Adult Survivors of Congenital Heart Disease at Increased Risk of Dementia

A Danish study shows early-onset dementias are more than twice as common in patients born with heart disease as in the general population.

Adult Survivors of Congenital Heart Disease at Increased Risk of Dementia

Children born with heart disease who survive to adulthood are more than twice as likely to develop dementia before age 65 than are members of the general population, according to new data from a Danish study.

Carina N. Bagge, BSc (Aarhus University Hospital, Denmark), who led the study, said investigations into late-life risks are becoming increasingly important as more and more children with congenital heart disease are successfully surviving into late adulthood.

Although a clear mechanism for causation is unclear, the researchers suggest congenital heart disease may lead to dementia by affecting cognitive reserve.

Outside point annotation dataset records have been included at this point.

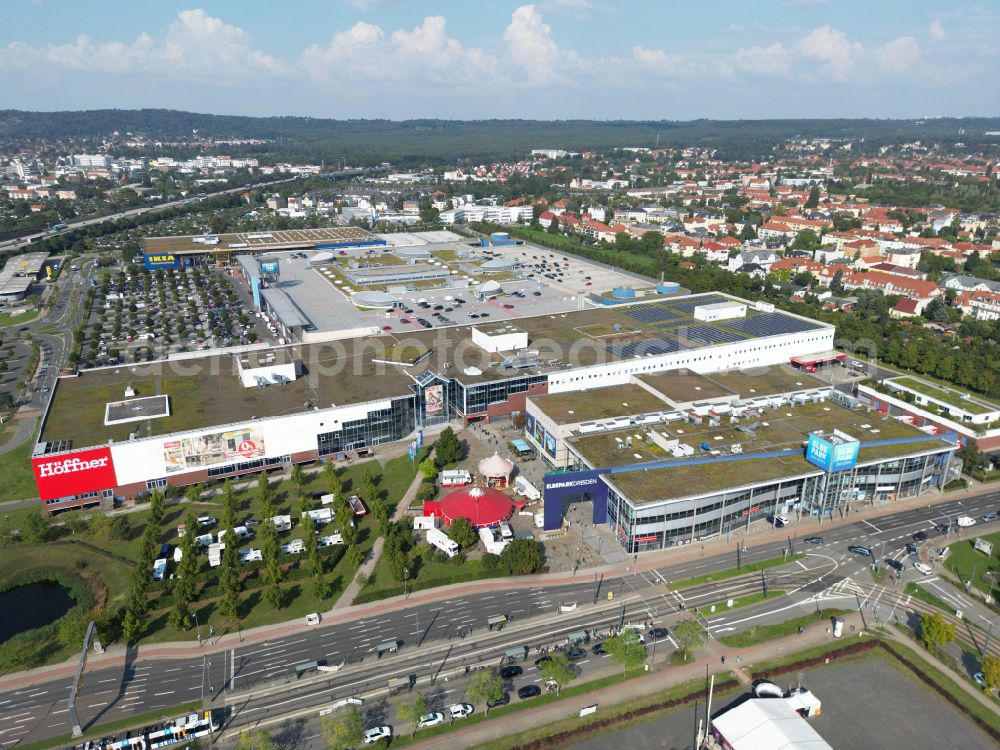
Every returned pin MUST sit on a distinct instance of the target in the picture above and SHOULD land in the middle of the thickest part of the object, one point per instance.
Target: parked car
(503, 700)
(460, 710)
(374, 734)
(429, 720)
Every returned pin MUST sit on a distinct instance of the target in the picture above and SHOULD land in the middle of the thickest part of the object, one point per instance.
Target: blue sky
(553, 59)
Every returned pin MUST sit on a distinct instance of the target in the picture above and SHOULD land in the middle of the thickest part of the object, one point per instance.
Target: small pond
(32, 606)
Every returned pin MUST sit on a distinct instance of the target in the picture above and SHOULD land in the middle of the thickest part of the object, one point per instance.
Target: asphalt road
(238, 675)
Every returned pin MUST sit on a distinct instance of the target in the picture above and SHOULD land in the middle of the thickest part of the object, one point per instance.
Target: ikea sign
(830, 455)
(160, 261)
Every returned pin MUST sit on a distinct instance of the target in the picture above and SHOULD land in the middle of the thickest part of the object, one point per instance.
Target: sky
(475, 59)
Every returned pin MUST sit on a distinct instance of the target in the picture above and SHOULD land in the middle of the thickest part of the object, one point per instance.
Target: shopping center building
(672, 458)
(110, 434)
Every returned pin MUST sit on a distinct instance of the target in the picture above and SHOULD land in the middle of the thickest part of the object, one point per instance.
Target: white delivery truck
(439, 539)
(523, 487)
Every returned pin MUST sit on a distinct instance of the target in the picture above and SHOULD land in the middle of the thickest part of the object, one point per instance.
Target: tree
(625, 649)
(521, 557)
(410, 712)
(428, 468)
(689, 635)
(132, 626)
(559, 670)
(461, 532)
(448, 448)
(991, 672)
(34, 528)
(344, 731)
(298, 476)
(485, 687)
(935, 630)
(229, 577)
(255, 741)
(332, 480)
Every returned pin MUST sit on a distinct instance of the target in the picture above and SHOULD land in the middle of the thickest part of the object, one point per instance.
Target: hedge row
(579, 733)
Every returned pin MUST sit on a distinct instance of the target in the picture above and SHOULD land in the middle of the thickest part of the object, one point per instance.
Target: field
(79, 549)
(965, 562)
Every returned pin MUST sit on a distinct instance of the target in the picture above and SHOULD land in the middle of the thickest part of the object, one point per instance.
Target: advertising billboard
(74, 473)
(190, 453)
(832, 456)
(160, 261)
(434, 399)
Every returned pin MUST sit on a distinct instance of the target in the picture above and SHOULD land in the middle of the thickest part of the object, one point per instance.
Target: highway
(430, 634)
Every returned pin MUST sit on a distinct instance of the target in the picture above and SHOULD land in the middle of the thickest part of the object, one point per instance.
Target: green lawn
(18, 478)
(113, 561)
(721, 575)
(965, 562)
(6, 319)
(762, 633)
(740, 601)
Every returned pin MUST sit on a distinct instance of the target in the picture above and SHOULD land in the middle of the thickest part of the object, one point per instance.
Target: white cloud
(899, 55)
(659, 62)
(832, 48)
(772, 60)
(531, 49)
(423, 53)
(195, 45)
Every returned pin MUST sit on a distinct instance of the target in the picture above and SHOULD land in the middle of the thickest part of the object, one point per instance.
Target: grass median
(762, 633)
(721, 575)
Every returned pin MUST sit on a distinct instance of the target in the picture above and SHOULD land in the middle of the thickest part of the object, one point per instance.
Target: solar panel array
(708, 335)
(771, 324)
(652, 313)
(689, 305)
(651, 347)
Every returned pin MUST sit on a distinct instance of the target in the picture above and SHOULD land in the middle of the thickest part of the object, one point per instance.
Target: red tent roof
(483, 506)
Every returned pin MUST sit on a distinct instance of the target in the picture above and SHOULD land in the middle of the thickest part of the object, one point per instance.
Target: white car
(374, 734)
(429, 720)
(460, 710)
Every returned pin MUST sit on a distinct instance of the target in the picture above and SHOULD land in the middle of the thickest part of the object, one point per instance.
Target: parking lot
(150, 315)
(544, 283)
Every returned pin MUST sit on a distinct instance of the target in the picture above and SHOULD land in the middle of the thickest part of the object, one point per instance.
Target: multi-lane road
(450, 631)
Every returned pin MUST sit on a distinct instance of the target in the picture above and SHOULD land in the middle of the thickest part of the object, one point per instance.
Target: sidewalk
(663, 676)
(116, 655)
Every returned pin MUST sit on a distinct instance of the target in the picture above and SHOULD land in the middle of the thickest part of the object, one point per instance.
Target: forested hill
(429, 141)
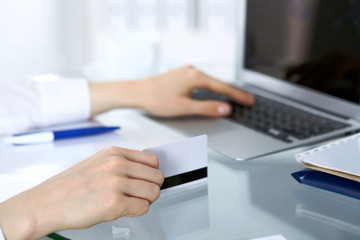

Potential factors unique to this population that may be pose a threat to brain reserve include neurologic malformations, abnormal physiology, complex medical and surgical strategies, chromosomal abnormalities, and acquired morbidities, they say.

Early Onset More Common Than Late

For the study, published online February 12, 2018, in Circulation, Bagge and colleagues used two Danish registries to examine data on 10,632 adults who were diagnosed with congenital heart disease and who were alive at age 30. Each patient was sex- and age-matched with 10 individuals from the general population.

Overall, the incidence of dementia—including Alzheimer’s disease, vascular dementia, and other dementias—was 4% by age 80 in the congenital population. Compared with the general population, the risk was about 60% greater (HR 1.61; 95% CI 1.29-2.02) and did not differ between men and women. Additionally, those with severe and univentricular congenital disease were much more likely to develop dementia than those whose disease was of mild to moderate complexity (HR 1.96; 95% CI 1.15-3.34 vs HR 1.50; 95% CI 1.14-1.97).

While the risk of dementia occurring at any time was higher overall in the congenital cohort than in the general population, early onset before the age of 65 was more common than later onset (HR 2.59; 95% CI 1.76-3.81 vs HR 1.32; 95% CI 1.00-1.75).

“The variation in the onset of dementia may reflect the lower incidence of early-onset dementia in the general population, where the burden of age-related dementia pathologies and other comorbidities associated to dementia is expected to be low and the relative impact of congenital heart disease related risk may be greater,” Bagge said in an email.

She added that adults with congenital heart disease tend to acquire cardiovascular morbidities, including A-fib, earlier than members of the general population. This may impact the risk of cognitive decline and dementia later in life, Bagge pointed out, suggesting continued investigation into this association is needed.

Senior researcher Nicolas Madsen, MD, MPH (Cincinnati Children's Hospital, Ohio), told TCTMD in an email there currently is no global registry of congenital heart disease patients, “nor is there any capacity to compare [them] to the general population similar to the methods we utilized, which is why the information from Denmark is so valuable to better understand long-term outcomes.”

Sources
Disclosures
  • Bagge reports no relevant conflicts of interest.